After pioneering motion-capture performance as Gollum in the Lord of the Rings trilogy, Andy Serkis has pushed the art further with his Planet of the Apes trilogy
The Planet Of The Apes series of films concludes with War for the Planet of the Apes, which is told through the eyes of his character Caesar. Serkis has consistently said that this kind of performance is "no different" than any other kind of acting. "An actor in a performance-capture role receives a script, works on psychology, emotions, motivation, and goes on set to be shot in exactly the same way as any other character," he says. "That performance is used to cut the movie, and it's that performance that creates emotion, pace and drama. The visual effects render the character, just like putting on makeup, except here it happens after the fact. It's digital makeup if you will."
Serkis agrees that it's a collaboration between the actor and the visual effects team. "Of course there's this whole grey area," he says. "Who takes ultimate responsibility for the characters? But without question these characters are authored by what we do on set. They are not authored by animators. Animators do amazing work translating and interpolating the characters, the facial performances. But what we're creating on set, the emotional content of the scene and the acting choices in front of the camera, if they are not there on the day, they will never be in the movie."
Indeed, A-list actors are seeing the power of motion-capture technology, like Mark Rylance on BFG. And Serkis has directed a new version of The Jungle Book starring Cate Blanchett and Christian Bale.
But he says that Caesar will always be one of his favourite roles. "I've played this character from an infant, which is very rare," Serkis says. "He essentially goes from chimp to human, starting to use sign language, becoming more upright.

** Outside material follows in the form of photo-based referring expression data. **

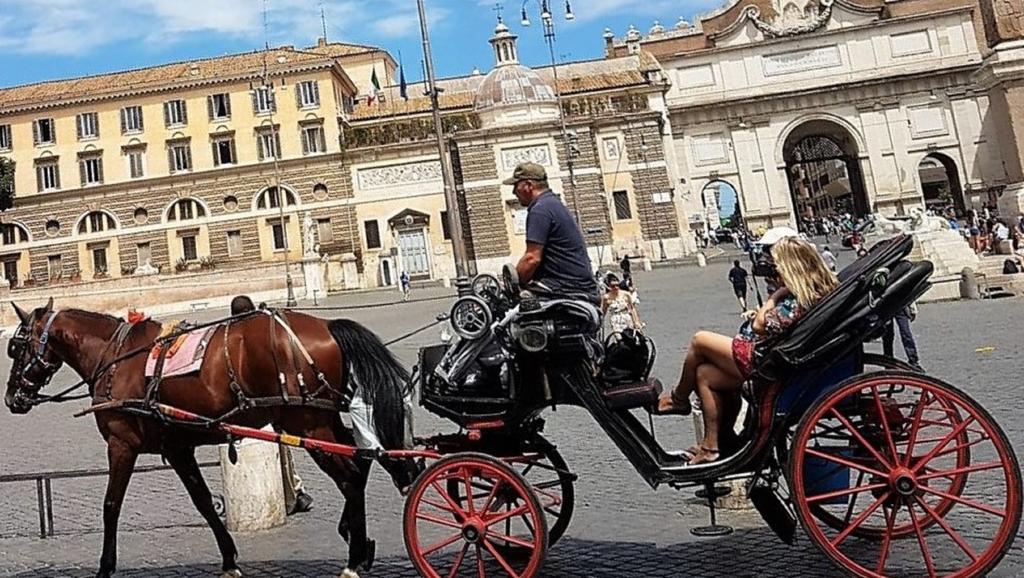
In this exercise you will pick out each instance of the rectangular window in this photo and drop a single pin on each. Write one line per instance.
(87, 125)
(219, 107)
(278, 232)
(90, 170)
(268, 143)
(445, 229)
(307, 94)
(54, 266)
(263, 101)
(5, 142)
(48, 176)
(622, 200)
(179, 157)
(233, 243)
(143, 252)
(188, 248)
(223, 152)
(175, 113)
(131, 120)
(373, 235)
(99, 259)
(312, 139)
(325, 234)
(44, 132)
(136, 163)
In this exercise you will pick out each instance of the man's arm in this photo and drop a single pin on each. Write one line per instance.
(529, 261)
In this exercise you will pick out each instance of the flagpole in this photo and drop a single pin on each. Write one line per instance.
(451, 197)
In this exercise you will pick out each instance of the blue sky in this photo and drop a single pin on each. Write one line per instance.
(49, 39)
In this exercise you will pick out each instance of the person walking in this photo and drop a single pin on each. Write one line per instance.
(737, 277)
(903, 319)
(829, 259)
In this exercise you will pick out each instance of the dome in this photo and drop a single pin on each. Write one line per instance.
(512, 85)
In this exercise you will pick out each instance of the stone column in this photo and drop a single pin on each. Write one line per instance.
(1003, 75)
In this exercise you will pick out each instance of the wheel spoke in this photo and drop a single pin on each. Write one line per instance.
(443, 543)
(859, 520)
(501, 560)
(945, 526)
(887, 539)
(922, 542)
(847, 492)
(965, 501)
(941, 445)
(458, 561)
(863, 442)
(846, 462)
(885, 424)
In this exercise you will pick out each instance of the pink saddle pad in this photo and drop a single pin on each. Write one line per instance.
(186, 359)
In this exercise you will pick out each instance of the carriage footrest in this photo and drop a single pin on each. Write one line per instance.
(632, 396)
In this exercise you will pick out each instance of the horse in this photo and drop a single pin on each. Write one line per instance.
(250, 358)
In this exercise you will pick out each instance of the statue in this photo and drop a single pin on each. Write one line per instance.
(309, 248)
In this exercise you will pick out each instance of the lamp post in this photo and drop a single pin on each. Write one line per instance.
(571, 139)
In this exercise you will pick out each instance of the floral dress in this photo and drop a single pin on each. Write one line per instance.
(777, 321)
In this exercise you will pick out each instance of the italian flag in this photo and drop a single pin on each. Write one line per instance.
(375, 88)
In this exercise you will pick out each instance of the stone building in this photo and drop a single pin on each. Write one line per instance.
(887, 95)
(217, 163)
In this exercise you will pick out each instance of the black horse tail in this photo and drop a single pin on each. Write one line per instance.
(383, 381)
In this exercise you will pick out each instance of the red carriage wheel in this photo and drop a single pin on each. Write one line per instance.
(445, 537)
(868, 407)
(901, 469)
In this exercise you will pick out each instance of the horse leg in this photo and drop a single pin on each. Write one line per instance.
(122, 458)
(182, 459)
(350, 477)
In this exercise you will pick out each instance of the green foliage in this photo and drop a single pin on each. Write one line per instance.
(6, 184)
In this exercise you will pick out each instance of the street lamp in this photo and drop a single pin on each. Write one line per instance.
(571, 139)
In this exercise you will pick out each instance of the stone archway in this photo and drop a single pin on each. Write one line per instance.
(823, 169)
(940, 183)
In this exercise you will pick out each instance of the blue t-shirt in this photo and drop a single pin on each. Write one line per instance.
(565, 264)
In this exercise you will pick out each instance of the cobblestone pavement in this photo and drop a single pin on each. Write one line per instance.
(621, 527)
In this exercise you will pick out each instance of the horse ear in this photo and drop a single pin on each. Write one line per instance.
(20, 313)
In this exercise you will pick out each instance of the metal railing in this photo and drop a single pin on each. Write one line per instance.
(44, 493)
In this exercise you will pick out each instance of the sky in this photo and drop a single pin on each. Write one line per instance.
(52, 39)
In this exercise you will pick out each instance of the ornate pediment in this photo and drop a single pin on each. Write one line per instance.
(792, 17)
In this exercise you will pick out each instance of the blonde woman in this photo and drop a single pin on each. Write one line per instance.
(716, 366)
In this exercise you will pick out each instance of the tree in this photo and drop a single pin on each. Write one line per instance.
(6, 184)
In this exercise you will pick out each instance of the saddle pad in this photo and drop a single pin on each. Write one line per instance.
(183, 357)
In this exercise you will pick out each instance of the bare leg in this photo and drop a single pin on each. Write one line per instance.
(183, 461)
(706, 347)
(122, 458)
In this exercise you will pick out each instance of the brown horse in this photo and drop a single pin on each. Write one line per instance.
(262, 361)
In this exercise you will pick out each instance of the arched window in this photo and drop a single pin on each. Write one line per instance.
(13, 234)
(270, 199)
(96, 221)
(185, 209)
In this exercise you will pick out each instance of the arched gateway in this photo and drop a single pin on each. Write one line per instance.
(823, 170)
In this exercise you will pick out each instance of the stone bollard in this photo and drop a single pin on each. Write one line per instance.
(969, 285)
(254, 492)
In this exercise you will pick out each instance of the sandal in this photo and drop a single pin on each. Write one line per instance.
(706, 455)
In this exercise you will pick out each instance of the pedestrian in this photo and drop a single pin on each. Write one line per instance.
(902, 320)
(829, 259)
(737, 277)
(406, 288)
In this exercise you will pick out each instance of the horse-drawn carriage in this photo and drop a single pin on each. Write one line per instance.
(890, 471)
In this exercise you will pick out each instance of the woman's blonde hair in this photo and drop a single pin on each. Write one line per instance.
(803, 271)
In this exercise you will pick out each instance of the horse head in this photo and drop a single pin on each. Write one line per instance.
(34, 363)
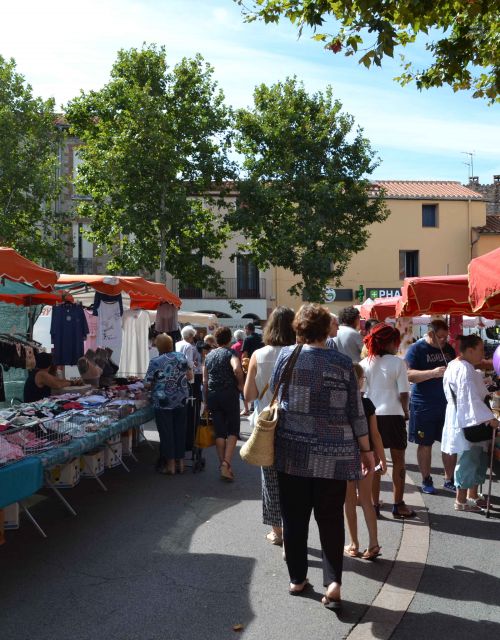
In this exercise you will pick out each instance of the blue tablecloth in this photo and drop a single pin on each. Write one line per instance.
(22, 479)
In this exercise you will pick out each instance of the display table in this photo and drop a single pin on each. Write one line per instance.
(23, 478)
(20, 480)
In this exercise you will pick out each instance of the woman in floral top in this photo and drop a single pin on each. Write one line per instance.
(168, 374)
(321, 442)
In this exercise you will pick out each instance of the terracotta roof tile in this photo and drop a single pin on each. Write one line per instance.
(426, 190)
(492, 225)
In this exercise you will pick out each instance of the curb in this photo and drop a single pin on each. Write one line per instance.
(392, 601)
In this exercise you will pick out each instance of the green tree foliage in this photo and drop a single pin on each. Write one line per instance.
(463, 36)
(154, 140)
(29, 167)
(304, 202)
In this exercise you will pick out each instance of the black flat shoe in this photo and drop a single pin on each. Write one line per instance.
(296, 592)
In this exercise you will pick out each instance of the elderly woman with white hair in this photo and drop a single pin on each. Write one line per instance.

It's a subtle balancing act, because if you go too far on the human end, you can sound like an actor in an ape costume."
Indeed, the biggest difference this time is Caesar's mastery of language. "For Caesar now, the human word becomes his primary form of expression," Serkis says. "So that was a very big challenge for me personally in this movie in terms of charting the next version of Caesar - Caesar Part 3!"
But it's the future of performance-capture technology that excites Serkis. "The actor in the 21st century has a tool that enables you to totally transform into anything you want to play," he says. "It is the end of typecasting."